Modelling of wheel/rail interaction considering roughness and discrete irregularities
Licentiate thesis, 2008
The interaction between wheel and rail is the predominant source of noise emission from railway operations in a wide range of conventional speeds. On the one hand, this wheel/rail noise concerns rolling noise and impact noise caused by the vertical interaction excited by roughness and discrete irregularities of the wheel/rail running surfaces, respectively. On the other hand, it concerns squeal noise generated by the tangential interaction. While a well-established frequency-domain model is available for the prediction of rolling noise, likewise successful models do not yet exist for the prediction of impact noise and squeal noise. The overall aim of this thesis is to develop a model for the vertical wheel/rail interaction induced by roughness and discrete irregularities. The inclusion of tangential interaction is a subject of future work.
In order to include the non-linearities in the contact zone, the interaction model presented in this thesis is formulated in the time domain. Wheel and track models are represented by Green’s functions, which leads to a computationally efficient formulation and allows inclusion of detailed non-Hertzian contact models. The first contact model considered is a two-dimensional (2D) model consisting of a bedding of independent springs. This model uses a simplified wheel and rail geometry and takes into account one line of wheel/rail roughness in the rolling direction. The second contact model is a three-dimensional (3D) model based on an influence-function method for the elastic half-space. This model considers the real three-dimensional wheel and rail geometry and includes the roughness in several parallel lines.

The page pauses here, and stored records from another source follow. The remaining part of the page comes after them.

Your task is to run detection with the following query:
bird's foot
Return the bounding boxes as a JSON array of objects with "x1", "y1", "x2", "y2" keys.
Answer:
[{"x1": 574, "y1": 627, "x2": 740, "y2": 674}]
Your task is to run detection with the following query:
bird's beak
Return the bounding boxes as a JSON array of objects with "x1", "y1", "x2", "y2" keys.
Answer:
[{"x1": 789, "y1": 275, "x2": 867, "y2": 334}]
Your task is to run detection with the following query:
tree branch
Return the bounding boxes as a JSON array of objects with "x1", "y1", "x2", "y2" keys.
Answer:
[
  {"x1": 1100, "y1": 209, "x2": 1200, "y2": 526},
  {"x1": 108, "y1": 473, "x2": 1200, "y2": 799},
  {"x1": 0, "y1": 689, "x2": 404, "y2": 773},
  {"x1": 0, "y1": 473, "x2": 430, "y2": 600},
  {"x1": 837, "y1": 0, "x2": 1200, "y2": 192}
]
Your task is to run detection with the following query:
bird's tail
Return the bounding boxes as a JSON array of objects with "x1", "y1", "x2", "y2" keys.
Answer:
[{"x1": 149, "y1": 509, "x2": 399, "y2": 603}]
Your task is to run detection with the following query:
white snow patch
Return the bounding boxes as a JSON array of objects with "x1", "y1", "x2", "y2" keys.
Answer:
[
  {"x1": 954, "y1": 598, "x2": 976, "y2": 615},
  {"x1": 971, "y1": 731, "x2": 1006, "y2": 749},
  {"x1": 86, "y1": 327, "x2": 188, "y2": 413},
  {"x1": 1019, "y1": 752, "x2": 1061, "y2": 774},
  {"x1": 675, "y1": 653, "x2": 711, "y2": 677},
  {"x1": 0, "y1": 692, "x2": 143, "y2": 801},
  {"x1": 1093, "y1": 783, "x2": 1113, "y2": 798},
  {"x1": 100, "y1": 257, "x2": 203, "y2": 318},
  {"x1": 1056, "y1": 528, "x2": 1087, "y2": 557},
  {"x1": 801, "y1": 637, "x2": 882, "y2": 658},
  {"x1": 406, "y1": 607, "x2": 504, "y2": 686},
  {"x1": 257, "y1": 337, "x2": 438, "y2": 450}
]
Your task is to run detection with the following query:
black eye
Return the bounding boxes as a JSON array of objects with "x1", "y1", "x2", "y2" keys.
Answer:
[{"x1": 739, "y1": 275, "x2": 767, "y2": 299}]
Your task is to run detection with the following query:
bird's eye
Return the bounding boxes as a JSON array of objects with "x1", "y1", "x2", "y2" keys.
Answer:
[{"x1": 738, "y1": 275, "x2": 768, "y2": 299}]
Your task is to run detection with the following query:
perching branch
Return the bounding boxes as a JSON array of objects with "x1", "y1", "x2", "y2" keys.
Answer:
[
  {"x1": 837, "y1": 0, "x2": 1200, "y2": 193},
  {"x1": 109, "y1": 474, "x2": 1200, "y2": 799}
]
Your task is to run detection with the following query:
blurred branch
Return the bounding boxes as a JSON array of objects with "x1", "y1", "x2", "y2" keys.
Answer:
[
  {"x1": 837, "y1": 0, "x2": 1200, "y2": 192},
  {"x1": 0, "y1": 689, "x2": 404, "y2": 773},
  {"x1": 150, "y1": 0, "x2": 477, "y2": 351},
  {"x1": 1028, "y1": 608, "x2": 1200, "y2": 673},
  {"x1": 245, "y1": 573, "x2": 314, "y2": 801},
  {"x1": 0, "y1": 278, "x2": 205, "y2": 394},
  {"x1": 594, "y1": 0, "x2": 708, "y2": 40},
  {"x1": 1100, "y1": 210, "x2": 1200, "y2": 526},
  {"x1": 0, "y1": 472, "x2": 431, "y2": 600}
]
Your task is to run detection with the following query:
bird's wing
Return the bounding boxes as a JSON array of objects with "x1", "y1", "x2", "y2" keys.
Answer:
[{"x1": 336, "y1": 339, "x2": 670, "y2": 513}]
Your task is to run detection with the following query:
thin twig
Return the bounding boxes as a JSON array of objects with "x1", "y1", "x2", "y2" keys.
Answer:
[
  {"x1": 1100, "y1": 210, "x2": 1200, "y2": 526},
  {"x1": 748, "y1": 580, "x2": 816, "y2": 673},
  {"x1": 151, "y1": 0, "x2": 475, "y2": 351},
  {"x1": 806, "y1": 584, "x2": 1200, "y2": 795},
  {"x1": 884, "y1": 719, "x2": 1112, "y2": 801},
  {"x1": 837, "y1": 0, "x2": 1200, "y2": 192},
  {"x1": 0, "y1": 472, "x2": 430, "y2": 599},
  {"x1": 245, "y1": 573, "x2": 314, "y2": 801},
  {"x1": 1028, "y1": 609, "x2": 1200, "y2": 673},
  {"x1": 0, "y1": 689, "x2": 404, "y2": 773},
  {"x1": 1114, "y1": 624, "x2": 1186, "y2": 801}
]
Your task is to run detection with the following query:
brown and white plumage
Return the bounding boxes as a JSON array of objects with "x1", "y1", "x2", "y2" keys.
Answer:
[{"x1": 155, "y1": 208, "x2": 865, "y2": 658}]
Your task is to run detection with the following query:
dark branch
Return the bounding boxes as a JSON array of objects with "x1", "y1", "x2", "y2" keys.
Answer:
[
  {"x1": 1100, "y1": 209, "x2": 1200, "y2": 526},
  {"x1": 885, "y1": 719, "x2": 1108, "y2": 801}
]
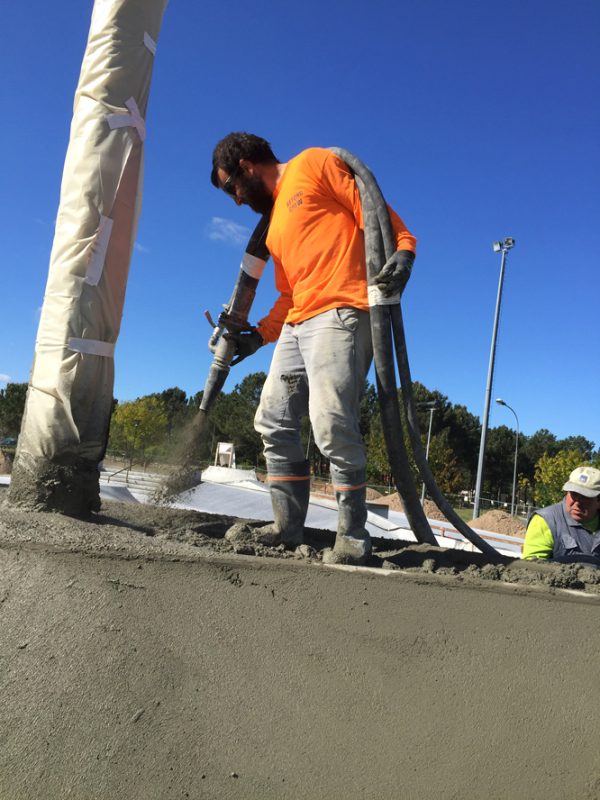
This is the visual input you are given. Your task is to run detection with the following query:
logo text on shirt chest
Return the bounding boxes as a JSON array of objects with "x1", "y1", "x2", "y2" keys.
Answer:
[{"x1": 286, "y1": 191, "x2": 304, "y2": 212}]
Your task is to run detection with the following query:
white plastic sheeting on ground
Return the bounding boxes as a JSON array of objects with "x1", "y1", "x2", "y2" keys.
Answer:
[
  {"x1": 98, "y1": 485, "x2": 141, "y2": 504},
  {"x1": 169, "y1": 479, "x2": 524, "y2": 558},
  {"x1": 200, "y1": 466, "x2": 261, "y2": 484},
  {"x1": 2, "y1": 471, "x2": 523, "y2": 557}
]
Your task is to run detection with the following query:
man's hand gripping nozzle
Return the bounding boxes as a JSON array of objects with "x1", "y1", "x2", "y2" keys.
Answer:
[
  {"x1": 198, "y1": 213, "x2": 270, "y2": 414},
  {"x1": 199, "y1": 270, "x2": 262, "y2": 414}
]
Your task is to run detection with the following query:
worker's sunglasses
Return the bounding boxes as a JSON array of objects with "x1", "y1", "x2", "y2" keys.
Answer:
[{"x1": 222, "y1": 164, "x2": 242, "y2": 197}]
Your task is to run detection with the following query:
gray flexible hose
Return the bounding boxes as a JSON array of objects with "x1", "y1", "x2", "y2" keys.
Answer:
[
  {"x1": 330, "y1": 147, "x2": 497, "y2": 556},
  {"x1": 331, "y1": 147, "x2": 436, "y2": 546}
]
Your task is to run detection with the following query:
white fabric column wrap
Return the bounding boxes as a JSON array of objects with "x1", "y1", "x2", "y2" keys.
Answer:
[{"x1": 14, "y1": 0, "x2": 168, "y2": 475}]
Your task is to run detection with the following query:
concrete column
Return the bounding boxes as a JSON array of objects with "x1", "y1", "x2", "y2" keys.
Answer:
[{"x1": 9, "y1": 0, "x2": 169, "y2": 514}]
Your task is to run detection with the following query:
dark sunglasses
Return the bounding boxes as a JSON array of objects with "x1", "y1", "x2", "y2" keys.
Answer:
[{"x1": 222, "y1": 164, "x2": 242, "y2": 196}]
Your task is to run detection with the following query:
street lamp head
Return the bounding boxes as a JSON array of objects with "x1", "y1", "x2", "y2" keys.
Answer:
[
  {"x1": 495, "y1": 398, "x2": 506, "y2": 406},
  {"x1": 417, "y1": 401, "x2": 438, "y2": 410},
  {"x1": 492, "y1": 238, "x2": 516, "y2": 253}
]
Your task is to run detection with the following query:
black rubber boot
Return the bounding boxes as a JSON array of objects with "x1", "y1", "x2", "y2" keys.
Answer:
[
  {"x1": 322, "y1": 472, "x2": 371, "y2": 566},
  {"x1": 226, "y1": 460, "x2": 311, "y2": 549}
]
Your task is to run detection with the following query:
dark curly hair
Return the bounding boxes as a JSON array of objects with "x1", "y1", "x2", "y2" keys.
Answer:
[{"x1": 211, "y1": 132, "x2": 278, "y2": 187}]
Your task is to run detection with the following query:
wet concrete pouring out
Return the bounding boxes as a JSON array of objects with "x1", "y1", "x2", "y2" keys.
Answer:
[{"x1": 151, "y1": 410, "x2": 209, "y2": 504}]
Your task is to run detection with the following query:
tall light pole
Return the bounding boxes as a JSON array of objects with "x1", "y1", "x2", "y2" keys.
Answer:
[
  {"x1": 417, "y1": 401, "x2": 438, "y2": 504},
  {"x1": 496, "y1": 398, "x2": 519, "y2": 516},
  {"x1": 473, "y1": 237, "x2": 516, "y2": 519}
]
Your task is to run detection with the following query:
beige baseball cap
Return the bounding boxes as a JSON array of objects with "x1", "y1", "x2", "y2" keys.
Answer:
[{"x1": 562, "y1": 466, "x2": 600, "y2": 498}]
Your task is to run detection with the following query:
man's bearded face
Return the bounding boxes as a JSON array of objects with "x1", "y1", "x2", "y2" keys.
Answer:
[{"x1": 237, "y1": 172, "x2": 274, "y2": 215}]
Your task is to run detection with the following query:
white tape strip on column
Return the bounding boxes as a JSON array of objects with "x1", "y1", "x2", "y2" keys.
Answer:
[
  {"x1": 68, "y1": 338, "x2": 115, "y2": 358},
  {"x1": 241, "y1": 252, "x2": 267, "y2": 279},
  {"x1": 367, "y1": 284, "x2": 400, "y2": 307},
  {"x1": 106, "y1": 97, "x2": 146, "y2": 141},
  {"x1": 143, "y1": 32, "x2": 157, "y2": 54},
  {"x1": 85, "y1": 215, "x2": 113, "y2": 286}
]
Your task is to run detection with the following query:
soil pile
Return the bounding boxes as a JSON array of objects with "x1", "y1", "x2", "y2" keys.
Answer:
[
  {"x1": 470, "y1": 509, "x2": 527, "y2": 537},
  {"x1": 372, "y1": 496, "x2": 528, "y2": 538},
  {"x1": 370, "y1": 492, "x2": 445, "y2": 520},
  {"x1": 1, "y1": 489, "x2": 600, "y2": 799},
  {"x1": 311, "y1": 479, "x2": 383, "y2": 501},
  {"x1": 0, "y1": 450, "x2": 12, "y2": 474}
]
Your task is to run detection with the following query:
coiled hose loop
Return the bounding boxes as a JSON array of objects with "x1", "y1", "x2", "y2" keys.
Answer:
[{"x1": 330, "y1": 147, "x2": 497, "y2": 556}]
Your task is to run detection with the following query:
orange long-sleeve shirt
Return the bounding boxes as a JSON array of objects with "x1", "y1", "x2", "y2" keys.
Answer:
[{"x1": 257, "y1": 147, "x2": 416, "y2": 344}]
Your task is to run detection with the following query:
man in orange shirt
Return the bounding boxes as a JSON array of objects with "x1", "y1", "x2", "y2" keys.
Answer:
[{"x1": 211, "y1": 132, "x2": 416, "y2": 565}]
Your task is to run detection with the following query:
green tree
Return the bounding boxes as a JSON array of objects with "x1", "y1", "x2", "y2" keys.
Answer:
[
  {"x1": 485, "y1": 425, "x2": 519, "y2": 501},
  {"x1": 366, "y1": 409, "x2": 394, "y2": 487},
  {"x1": 108, "y1": 396, "x2": 168, "y2": 463},
  {"x1": 365, "y1": 382, "x2": 480, "y2": 494},
  {"x1": 410, "y1": 383, "x2": 479, "y2": 487},
  {"x1": 150, "y1": 387, "x2": 189, "y2": 434},
  {"x1": 445, "y1": 404, "x2": 481, "y2": 485},
  {"x1": 207, "y1": 373, "x2": 266, "y2": 466},
  {"x1": 520, "y1": 428, "x2": 559, "y2": 482},
  {"x1": 533, "y1": 450, "x2": 590, "y2": 506},
  {"x1": 558, "y1": 435, "x2": 595, "y2": 461},
  {"x1": 233, "y1": 372, "x2": 266, "y2": 406},
  {"x1": 426, "y1": 428, "x2": 465, "y2": 494},
  {"x1": 359, "y1": 381, "x2": 378, "y2": 440},
  {"x1": 0, "y1": 382, "x2": 28, "y2": 437}
]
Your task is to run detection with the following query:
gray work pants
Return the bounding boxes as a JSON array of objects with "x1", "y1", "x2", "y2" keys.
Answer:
[{"x1": 255, "y1": 307, "x2": 372, "y2": 483}]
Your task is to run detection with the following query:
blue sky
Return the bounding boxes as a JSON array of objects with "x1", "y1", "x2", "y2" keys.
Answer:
[{"x1": 1, "y1": 0, "x2": 598, "y2": 444}]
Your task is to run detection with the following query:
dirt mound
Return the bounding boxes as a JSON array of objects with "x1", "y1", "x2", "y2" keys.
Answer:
[
  {"x1": 370, "y1": 492, "x2": 446, "y2": 520},
  {"x1": 0, "y1": 449, "x2": 13, "y2": 474},
  {"x1": 311, "y1": 480, "x2": 382, "y2": 501},
  {"x1": 470, "y1": 509, "x2": 526, "y2": 537},
  {"x1": 371, "y1": 496, "x2": 527, "y2": 539},
  {"x1": 370, "y1": 491, "x2": 404, "y2": 511}
]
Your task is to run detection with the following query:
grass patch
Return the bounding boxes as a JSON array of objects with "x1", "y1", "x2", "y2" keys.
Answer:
[{"x1": 452, "y1": 507, "x2": 475, "y2": 522}]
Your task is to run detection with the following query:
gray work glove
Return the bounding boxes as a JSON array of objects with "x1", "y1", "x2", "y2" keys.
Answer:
[
  {"x1": 224, "y1": 328, "x2": 264, "y2": 366},
  {"x1": 374, "y1": 250, "x2": 415, "y2": 298}
]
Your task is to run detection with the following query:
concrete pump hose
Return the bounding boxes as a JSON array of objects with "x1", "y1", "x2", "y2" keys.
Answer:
[
  {"x1": 330, "y1": 147, "x2": 497, "y2": 557},
  {"x1": 390, "y1": 305, "x2": 499, "y2": 556},
  {"x1": 330, "y1": 147, "x2": 437, "y2": 547}
]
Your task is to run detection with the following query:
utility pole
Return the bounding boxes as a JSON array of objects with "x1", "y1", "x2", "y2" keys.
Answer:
[
  {"x1": 417, "y1": 401, "x2": 438, "y2": 504},
  {"x1": 496, "y1": 398, "x2": 519, "y2": 515},
  {"x1": 473, "y1": 237, "x2": 516, "y2": 519}
]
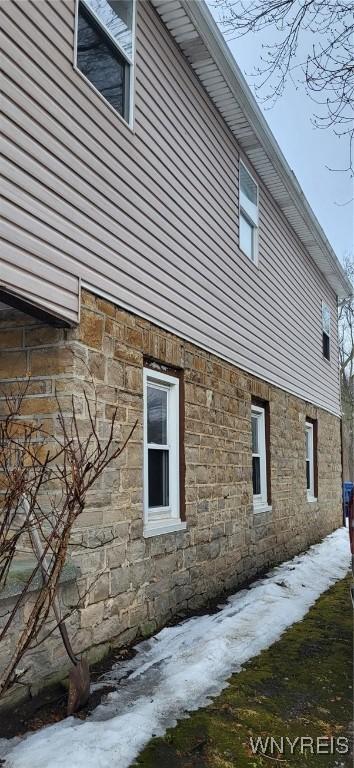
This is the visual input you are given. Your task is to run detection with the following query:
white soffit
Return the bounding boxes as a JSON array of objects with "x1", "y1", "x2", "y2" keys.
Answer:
[{"x1": 151, "y1": 0, "x2": 351, "y2": 299}]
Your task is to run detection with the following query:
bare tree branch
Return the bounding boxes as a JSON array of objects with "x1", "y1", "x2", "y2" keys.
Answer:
[{"x1": 213, "y1": 0, "x2": 354, "y2": 172}]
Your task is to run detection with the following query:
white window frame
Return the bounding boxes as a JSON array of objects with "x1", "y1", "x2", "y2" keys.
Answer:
[
  {"x1": 143, "y1": 368, "x2": 185, "y2": 537},
  {"x1": 239, "y1": 160, "x2": 259, "y2": 264},
  {"x1": 305, "y1": 421, "x2": 316, "y2": 502},
  {"x1": 73, "y1": 0, "x2": 136, "y2": 129},
  {"x1": 251, "y1": 405, "x2": 269, "y2": 512},
  {"x1": 321, "y1": 301, "x2": 331, "y2": 361}
]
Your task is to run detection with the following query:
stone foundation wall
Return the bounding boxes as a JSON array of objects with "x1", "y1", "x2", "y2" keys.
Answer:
[{"x1": 0, "y1": 290, "x2": 342, "y2": 702}]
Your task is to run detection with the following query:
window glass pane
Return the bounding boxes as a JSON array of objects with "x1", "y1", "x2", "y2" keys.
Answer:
[
  {"x1": 147, "y1": 386, "x2": 167, "y2": 444},
  {"x1": 251, "y1": 415, "x2": 258, "y2": 453},
  {"x1": 306, "y1": 459, "x2": 311, "y2": 490},
  {"x1": 85, "y1": 0, "x2": 133, "y2": 58},
  {"x1": 240, "y1": 164, "x2": 258, "y2": 206},
  {"x1": 240, "y1": 213, "x2": 254, "y2": 260},
  {"x1": 322, "y1": 303, "x2": 331, "y2": 335},
  {"x1": 305, "y1": 429, "x2": 310, "y2": 460},
  {"x1": 323, "y1": 332, "x2": 330, "y2": 360},
  {"x1": 77, "y1": 3, "x2": 126, "y2": 115},
  {"x1": 252, "y1": 456, "x2": 261, "y2": 495},
  {"x1": 148, "y1": 449, "x2": 169, "y2": 508}
]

In the thesis, the interaction model using both the 2D and the 3D contact models is applied to simulate the wheel/rail interaction caused by parametric excitation on a discretely supported rail and by wheel/rail roughness. The results indicate that the application of the 3D contact model is preferable when the degree of correlation between roughness across the width of the contact is low, although more simulations should be carried out before drawing a final conclusion. The interaction model using the 2D contact model is applied to simulate impact forces caused by wheel flats and shows encouraging agreement with field measurements.